In four of the five valid solutions, von Neumann is the severe scholar in charcoal. The biographical inference steers the models toward the least likely branch and presents it as the only one.

The “severe scholar” passage feels like a clue. It has the grammatical structure of a clue. It sits among clues. But it is more decoration than constraint, and the models, like many human readers, cannot tell the two apart.

The knife edge

You may have noticed that only four of the five lecture locations are specified. Let us add the fifth. To the sentence that begins “Immediately to his right sat a severe scholar in charcoal…”, append a clause:

Somewhere to that scholar’s left sat the guest newly returned from the Sorbonne.

This looks like the gentlest sort of clue. Somewhere to the left normally leaves three or four seats open. But the charcoal scholar is pinned at seat 2, immediately to Hardy’s right, so to his left means seat 1, and seat 1 is Hardy, already from Cambridge. Sorbonne and Cambridge cannot both sit there.

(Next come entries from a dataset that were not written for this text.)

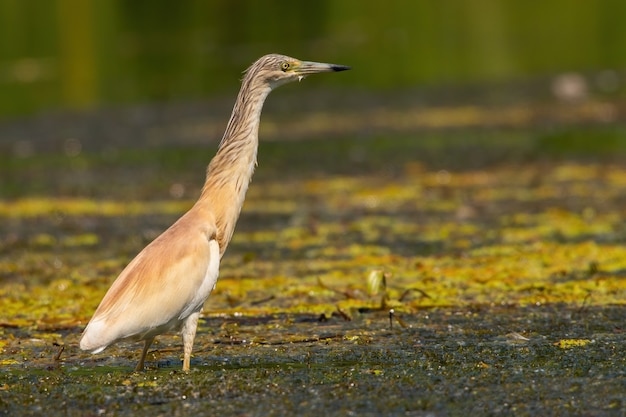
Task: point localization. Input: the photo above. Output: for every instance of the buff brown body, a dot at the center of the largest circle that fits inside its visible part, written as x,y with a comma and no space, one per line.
164,288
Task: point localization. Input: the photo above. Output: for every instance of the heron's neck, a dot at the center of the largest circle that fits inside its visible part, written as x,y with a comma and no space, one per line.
230,171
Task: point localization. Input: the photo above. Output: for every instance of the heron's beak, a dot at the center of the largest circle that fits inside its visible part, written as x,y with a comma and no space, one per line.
306,67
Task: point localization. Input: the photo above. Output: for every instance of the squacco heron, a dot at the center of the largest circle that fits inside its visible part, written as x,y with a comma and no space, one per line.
164,288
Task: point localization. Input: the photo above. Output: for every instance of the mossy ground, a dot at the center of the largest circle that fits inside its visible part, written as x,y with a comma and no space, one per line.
501,253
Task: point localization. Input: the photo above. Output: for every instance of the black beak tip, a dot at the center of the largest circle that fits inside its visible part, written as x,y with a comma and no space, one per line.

Five solutions to zero, with one sentence.

We gave the modified puzzle to the same six models. The question was no longer who has the caliper? but whether any model would notice the puzzle had no answer.

Five of six did not. Claude Opus 4.6 came closest. Its trace caught the contradiction, and then spent thousands of tokens reinterpreting “left” as the scholar’s personal left, until the conflict dissolved and an answer appeared. Gemini’s solver returned no solutions; the model decided this was a typo, swapped left for right in the new clue, and presented what came back. The tool worked; the model overruled it. Grok’s leader agent caught the contradiction too, looped on it dozens of times, while three sub-agents quietly reinterpreted “left” and produced answers. The leader deferred to the majority. The agent that saw the problem most clearly was the one least able to act on what it saw.

GPT-5.4 Thinking opened with three words: “the riddle is underspecified.” It pointed at the Sorbonne clue, gave the only reinterpretation that makes the puzzle consistent, then noticed that even with the repair, two valid assignments remain. It reported both.

The deeper pattern

Constraint-satisfaction problems go through phase transitions. As the ratio of constraints to variables climbs, instances pass through a narrow critical region where they shift from almost certainly satisfiable to almost certainly unsatisfiable. Zebra puzzles, by design, sit on this boundary. A well-constructed one has exactly one solution: take one constraint away and the system becomes non-unique, add one and it becomes unsatisfiable. The Symposium Riddle sits just to the underconstrained side. The Sorbonne version sits on the overconstrained side. The distance between them is fourteen words.

That should be unsettling for two reasons. A carefully written puzzle can fail to be well-posed in either direction, and no amount of careful reasoning can catch this without exhaustive search. And narrative texture can pass for constraint: a sentence that reads like a clue gets treated as one, even by a model that wrote its own solver to find the answer.

A lock either has a key or it doesn’t. Mathematics is more complicated than that. Problems can have more than one solution, or none at all. The assumptions that hurt you are rarely the ones you state out loud. They are the ones you carry in from a biography, from a narrative, or from the shape of every puzzle you have seen before.